Neden ağladığıma gelirsek arka tarafımızda erkek yurdu var . buraya gelmeden önce de birkaç dedikodu duymuştum. İhtimal vermemiştim. Her yerin bir dedikodusu vardır diyerek gelmiştim buraya. Ama şuan bunun böyle olmadığını anlamıştım. Dün gece bazı sesler duymuştum. Ve ilk defa benim penceremin erkek yurduna bakmasına küfür etmiştim. Kızın biri iki tane erkeği odasına sokmuştu. Ortak odada böyle şeylerin burada çok olduğunu işittim. Bazı geceler ise odaya gizlice girermiş erkekler. Tabi kızların bazıları memnuniyetle bazısı da zorlamayla kabul ederlermiş. Sonrası ise malum olay. Dün geceden itibaren kapımı kilitliyordum. Yastığımın bir tarafında biber gazı bir tarafında ise bıçak tutuyordum. Oda kontrolü zaten olmuyordu. Ki iyi ki kilitlemişim diyorum. Çünkü dün gece tıkırtılarla uyanmıştım. Kapının önünden bir takım sesler geliyordu. Kızlar sanıp aldırmamıştım ama erkek seslerini duyunca kalbim korkuda deli gibi atmaya başlamıştı.
“ açamadım oğlum kapıyı “
“ yürü yürü gidelim yakalanıcaz şimdi “
Ve sonra birkaç adım sesi duymuştum sonrası tamamen sessizlik. Bir kahve yapıp kendime gelmiştim ama o gün sabaha kadar gözümü kırpmamıştım. Müdire hanım beni nereye koymuştu böyle ? niyetini bilmesem benim kötülüğümü düşünüyor diyecektim ama hayır o iyi bir kadındı. Bütün çocuklara sevgisini vermeye çalışmıştı ve biraz olsun bizim kalbimizde ki açığı kapatmayı başarmıştı lakin bir annenin sıcaklığını ya da bir babanın kollarını tutmuyordu. Kendi yaralarımızı kendimiz sarmıştık. Düştük ama bir yolunu bulup yeniden kalktık ayağa. Yeri geldi kendi yaramı sarmadım. Kabuk tutmasını bekledim. izi kalacağını bilsem de buna ihtiyacım vardı. Bunu sonra on sekiz yılda çok iyi öğrenmiştim. ve şimdi de bir bilinmezliğin ortasında kalmıştım. Yine ! o adam. Kurtarmıştı kurtarmasına da ne yapacaktım yaşayıp. Evim mi vardı ? iş ? yemek ? hiçbiri yoktu. Köşede kalan paramda azalıyordu. Para bulmam gerekiyordu . bu da çalışmaktan geçiyordu . geçmesine de nerde bulacaktım bu işi ? bulacağım demişti seni. Kurtulamazmışım elinden. O günü sabırsızlıkla bekliyordum. Silahı vardı. Acaba . yok hayır ya olamaz değil mi mafya falan ? tamam dünyada her şey mevcuttu ama bunun gelip de bana çatması tamamıyle saçmalığın daniskasıydı. Masum kız ve mafya klasik ama eğlenceliydi. Bu da benim hayal gücüm işte.
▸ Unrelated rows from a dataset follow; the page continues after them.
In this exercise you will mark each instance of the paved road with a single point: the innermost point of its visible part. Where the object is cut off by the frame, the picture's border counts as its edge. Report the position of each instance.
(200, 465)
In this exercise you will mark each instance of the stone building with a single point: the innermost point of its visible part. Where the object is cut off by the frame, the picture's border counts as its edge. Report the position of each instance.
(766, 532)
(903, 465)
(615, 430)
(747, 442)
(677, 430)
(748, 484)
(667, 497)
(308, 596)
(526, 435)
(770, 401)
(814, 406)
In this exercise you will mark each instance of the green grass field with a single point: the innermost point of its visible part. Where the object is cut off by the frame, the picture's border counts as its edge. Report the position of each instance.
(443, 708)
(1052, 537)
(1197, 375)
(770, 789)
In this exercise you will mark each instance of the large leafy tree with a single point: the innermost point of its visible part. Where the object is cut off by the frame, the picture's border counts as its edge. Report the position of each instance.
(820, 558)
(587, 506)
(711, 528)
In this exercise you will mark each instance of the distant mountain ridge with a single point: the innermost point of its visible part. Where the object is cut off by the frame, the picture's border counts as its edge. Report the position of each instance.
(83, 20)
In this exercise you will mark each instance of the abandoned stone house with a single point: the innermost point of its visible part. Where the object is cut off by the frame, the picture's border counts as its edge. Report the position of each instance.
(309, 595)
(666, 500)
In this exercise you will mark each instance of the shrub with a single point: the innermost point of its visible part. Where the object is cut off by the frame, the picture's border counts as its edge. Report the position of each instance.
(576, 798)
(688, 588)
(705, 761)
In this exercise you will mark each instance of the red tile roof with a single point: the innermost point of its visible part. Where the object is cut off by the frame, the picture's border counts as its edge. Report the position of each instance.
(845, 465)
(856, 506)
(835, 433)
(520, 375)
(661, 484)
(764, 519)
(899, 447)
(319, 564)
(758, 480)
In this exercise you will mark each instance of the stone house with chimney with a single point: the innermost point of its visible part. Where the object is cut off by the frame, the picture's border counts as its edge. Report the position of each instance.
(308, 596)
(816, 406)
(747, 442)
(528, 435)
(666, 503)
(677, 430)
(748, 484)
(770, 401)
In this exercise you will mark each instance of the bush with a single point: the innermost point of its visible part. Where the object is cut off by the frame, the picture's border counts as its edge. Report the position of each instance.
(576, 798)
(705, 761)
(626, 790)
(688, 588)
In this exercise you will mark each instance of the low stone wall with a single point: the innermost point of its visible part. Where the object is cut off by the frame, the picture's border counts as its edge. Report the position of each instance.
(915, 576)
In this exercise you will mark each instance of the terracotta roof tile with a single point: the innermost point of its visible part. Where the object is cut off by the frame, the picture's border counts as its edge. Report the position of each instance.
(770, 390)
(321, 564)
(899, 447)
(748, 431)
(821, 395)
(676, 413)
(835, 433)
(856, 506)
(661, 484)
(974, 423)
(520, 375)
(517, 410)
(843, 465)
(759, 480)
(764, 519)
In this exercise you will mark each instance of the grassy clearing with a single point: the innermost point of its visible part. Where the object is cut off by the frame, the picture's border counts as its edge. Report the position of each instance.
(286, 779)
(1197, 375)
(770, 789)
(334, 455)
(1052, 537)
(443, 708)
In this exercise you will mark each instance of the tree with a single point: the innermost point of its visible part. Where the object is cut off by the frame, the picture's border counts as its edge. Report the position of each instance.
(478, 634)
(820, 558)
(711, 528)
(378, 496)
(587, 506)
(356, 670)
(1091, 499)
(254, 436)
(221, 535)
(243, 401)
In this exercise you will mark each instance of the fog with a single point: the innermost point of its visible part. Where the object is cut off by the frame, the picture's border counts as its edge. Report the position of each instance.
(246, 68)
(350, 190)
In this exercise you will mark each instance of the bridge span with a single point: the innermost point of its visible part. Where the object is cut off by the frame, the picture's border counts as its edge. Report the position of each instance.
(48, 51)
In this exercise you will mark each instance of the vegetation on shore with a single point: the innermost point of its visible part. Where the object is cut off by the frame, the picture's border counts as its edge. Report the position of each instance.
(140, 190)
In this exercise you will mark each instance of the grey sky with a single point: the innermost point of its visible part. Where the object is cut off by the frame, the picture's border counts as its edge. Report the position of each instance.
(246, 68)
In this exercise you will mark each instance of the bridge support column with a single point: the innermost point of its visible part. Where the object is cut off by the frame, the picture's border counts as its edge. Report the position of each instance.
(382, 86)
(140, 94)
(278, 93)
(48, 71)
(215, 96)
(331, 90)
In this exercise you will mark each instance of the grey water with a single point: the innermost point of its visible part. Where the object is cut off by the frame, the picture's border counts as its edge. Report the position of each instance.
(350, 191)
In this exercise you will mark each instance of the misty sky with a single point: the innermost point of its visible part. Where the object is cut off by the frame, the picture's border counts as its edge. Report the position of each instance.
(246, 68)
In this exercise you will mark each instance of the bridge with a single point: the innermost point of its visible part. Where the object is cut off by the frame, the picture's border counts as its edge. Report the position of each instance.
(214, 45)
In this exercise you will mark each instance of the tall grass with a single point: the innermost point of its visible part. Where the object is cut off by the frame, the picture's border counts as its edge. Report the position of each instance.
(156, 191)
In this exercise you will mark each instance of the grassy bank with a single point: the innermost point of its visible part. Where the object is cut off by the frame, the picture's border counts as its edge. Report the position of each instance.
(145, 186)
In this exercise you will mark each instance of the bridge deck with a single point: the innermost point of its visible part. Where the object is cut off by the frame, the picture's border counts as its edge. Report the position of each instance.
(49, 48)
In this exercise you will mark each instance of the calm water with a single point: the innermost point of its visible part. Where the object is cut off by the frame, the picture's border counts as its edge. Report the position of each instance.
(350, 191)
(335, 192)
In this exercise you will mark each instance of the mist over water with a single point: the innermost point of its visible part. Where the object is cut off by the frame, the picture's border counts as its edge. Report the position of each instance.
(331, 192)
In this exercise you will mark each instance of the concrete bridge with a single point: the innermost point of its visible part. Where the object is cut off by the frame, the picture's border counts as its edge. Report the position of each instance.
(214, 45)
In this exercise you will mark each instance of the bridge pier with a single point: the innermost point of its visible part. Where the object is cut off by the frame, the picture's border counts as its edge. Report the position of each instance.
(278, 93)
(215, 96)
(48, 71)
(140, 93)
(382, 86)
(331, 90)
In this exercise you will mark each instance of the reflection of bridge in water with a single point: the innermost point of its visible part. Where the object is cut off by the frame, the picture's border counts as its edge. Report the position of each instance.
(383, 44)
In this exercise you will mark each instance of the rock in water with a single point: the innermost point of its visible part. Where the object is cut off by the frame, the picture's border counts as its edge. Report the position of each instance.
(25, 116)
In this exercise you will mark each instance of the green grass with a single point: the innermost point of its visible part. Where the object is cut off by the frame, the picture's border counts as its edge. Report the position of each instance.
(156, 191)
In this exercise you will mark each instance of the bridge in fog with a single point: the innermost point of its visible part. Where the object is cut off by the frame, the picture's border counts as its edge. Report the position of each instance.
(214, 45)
Şuan da öyle bir kitap okuyordum. Yazarı iyi yazmıştı. Hayal gücünün fazla olması gerekiyordu bir kurguyu canlandırırken. Ve o bende yoktu. Kahve çekiyordu canım ama kahvem bitmişti. Hava da bardaktan boşalırcasına yağmur yağıyordu. Normaldi. Eylül ayındaydık ama kahvenin bitmesi kötü olmuştu. Kitabıma baktığımda bitmek üzere olduğunu gördüm. Kitapçıya da uğramam gerekiyordu. Yapacak bir şeyim yoktu. Yağmuru severdim. Altında durdukça bedenimde ki kasları sızlattığında yaşadığımı hissederdim. Siyah , eskimiş ama hala daha iş gören botlarımı giydim. Üstüme de kahverengi yağmurluğumu giydim. Isıtmayacaktı beni ama en azından ıslanmamı engelleyecekti. Telefonumu ve içine de zulamdan aldığım bir miktar paramı koydum. Cidden bir iş bulmam gerekiyordu. Yoksa açlıktan ölecektim. Kapıdan çıktığımda kafamı yan binaya çevirdim. Bizim binanın bir kopyasıydı ama içindekiler ucuzdu. Kimseler görünmüyordu. ‘ bu iyi ‘ diye düşündüm. Giderayak musallat olmalarını istemezdim.

ŞİMDİ OKUDUĞUN
MAFYA Belası / RAFLARDA
ChickLitHayat benim elime bir ip vermişti. İlk başlarda bu ip herkesle aynıydı. Sade renkten oluşan ve aynı kalınlıkta bir ip. Büyüdükçe farklılıklar oluşmaya başladı. İp ellerimden kaydı , ve beni de beraberinde sürükledi. Rengi soldu. Daha açık tona b...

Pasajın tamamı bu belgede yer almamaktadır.